As a component of my doctoral research, I implemented an experimental and computational study of the pedestal in ELMy H-mode, necessary to the understanding and prediction of H-mode baseline operation on reactor-scale tokamaks (since the ELM stability limit is an important upper bound on tokamak operation). My work was featured in the 2011 DOE Joint Research Target, a nationally-coordinated research effort focusing on predictive modeling capability - the data from my analysis on MIT’s Alcator C-Mod experiment represents the world-record thermal pressure and magnetic field in a tokamak, and is unique in reaching comparable magnetic fields and thermal pressures targeted for the reactor-scale ITER device.
This study focused on the theory underlying the EPED model [1] developed by P.B. Snyder, which describes the ELM stability limit by the instersection of two physics constraints – that the pedestal is defined first by width-limiting turbulence (dubbed the “kinetic-ballooning mode”), subsequently growing in height until a magnetohydrodynamic stability limit (the “peeling-ballooning limit”) is reached.
Experimentally, Pedestal parameters scale consistently with theoretical predictions - the pedestal width is consistently predicted by the KBM limit (width scaling with the square-root of normalized pressure, shown below, with a scale factor consistent with results on other standard tokamaks):
Similarly, the pressure pedestal height is consistent with both KBM and peeling-ballooning limitations - that is, assuming the pressure pedestal height is approximated by the width times the pressure gradient.
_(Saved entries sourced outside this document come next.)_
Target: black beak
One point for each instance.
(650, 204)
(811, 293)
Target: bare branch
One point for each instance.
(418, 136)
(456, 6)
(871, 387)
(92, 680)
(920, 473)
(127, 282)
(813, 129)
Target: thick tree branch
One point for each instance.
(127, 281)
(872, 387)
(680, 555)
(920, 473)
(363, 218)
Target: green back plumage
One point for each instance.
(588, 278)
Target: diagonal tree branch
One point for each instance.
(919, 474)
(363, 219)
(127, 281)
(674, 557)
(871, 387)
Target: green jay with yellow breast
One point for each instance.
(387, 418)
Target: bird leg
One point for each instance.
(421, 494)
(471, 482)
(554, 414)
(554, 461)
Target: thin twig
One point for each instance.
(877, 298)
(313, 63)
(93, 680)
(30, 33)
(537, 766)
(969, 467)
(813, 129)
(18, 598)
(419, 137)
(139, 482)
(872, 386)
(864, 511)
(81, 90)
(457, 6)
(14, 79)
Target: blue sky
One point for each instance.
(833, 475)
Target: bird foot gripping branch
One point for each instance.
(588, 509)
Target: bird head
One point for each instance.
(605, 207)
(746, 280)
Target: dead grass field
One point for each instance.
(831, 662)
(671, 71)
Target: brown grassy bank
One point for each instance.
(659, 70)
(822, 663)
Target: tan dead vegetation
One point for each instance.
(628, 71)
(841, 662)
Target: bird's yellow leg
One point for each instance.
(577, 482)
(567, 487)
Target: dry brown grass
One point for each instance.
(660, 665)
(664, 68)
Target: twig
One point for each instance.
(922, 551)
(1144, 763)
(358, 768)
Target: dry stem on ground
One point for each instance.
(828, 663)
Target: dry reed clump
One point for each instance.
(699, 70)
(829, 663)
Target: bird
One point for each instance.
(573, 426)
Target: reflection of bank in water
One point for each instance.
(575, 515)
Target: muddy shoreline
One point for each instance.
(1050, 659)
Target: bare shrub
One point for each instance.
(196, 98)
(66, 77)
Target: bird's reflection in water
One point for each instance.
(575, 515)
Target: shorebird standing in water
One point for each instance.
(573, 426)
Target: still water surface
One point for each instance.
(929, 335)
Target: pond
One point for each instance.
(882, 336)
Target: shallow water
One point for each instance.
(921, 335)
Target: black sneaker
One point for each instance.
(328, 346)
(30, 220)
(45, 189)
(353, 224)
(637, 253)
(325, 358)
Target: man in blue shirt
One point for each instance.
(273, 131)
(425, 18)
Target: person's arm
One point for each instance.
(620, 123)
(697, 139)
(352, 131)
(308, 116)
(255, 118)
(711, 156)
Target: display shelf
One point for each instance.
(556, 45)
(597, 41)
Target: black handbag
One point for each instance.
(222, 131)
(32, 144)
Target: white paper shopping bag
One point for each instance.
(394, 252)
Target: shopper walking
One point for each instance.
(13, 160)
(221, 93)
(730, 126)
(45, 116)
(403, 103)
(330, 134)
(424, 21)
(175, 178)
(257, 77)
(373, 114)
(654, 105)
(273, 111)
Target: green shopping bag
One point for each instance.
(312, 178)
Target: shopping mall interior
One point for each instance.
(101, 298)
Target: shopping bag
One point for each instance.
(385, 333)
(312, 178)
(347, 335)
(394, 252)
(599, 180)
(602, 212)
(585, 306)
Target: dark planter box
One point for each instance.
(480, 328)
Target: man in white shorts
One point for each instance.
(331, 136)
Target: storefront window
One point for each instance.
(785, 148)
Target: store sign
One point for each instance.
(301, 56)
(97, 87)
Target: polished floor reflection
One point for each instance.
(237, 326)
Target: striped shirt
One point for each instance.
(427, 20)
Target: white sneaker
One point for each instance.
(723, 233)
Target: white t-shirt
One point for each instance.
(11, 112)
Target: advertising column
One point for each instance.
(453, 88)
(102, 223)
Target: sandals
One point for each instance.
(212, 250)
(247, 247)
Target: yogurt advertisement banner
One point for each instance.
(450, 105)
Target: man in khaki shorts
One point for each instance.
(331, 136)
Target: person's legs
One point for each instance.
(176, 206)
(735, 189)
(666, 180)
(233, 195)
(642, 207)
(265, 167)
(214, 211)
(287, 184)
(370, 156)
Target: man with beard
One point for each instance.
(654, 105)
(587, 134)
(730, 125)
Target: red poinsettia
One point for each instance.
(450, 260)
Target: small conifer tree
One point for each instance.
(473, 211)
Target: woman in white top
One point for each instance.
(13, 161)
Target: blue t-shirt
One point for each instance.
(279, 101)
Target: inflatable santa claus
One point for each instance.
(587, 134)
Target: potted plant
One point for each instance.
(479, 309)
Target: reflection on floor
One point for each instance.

The width trends with the square-root of the pressure (as above, for the KBM limit) and the pressure gradient is set by the plasma current Ip (predicted by peeling-ballooning theory). As a spot check, the pedestal height is checked against an alternate theory predicting the width scaling with the square root of the temperature, rather than pressure - the trend is still somewhat present due to covariance between temperature and pressure, but the prediction is decidedly poorer.
However, the dynamics of the pedestal are more complex than these trends can adequately capture, necessitating an integrated computational approach. I used the ELITE MHD stability code [2], which calculates the peeling-ballooning stability limit in terms of the drive terms (pedestal pressure gradient and electric-current density):
which computed the H-mode pedestal consistently to be at or near the peeling-ballooning stability boundary. Accordingly, EPED predictions based on these stability limits are consistently accurate (within the ~20% systematic uncertainty due to model simplifications) compared to the measured pedestal height - this represents a unique achievement in developing predictive capability for tokamak physics.
[1] P.B. Snyder, R.J. Groebner, A.W. Leonard, T.H. Osborne, and H.R. Wilson. Development and validation of a predictive model for the pedestal height. Physics of Plasmas, 16(5):056118, 2009.
[2] H.R. Wilson, P.B. Snyder, G.T.A. Huysmans, and R.L. Miller. Numerical studies of edge localized instabilities in tokamaks. Physics of Plasmas, 9(4):1277-1286, 2002.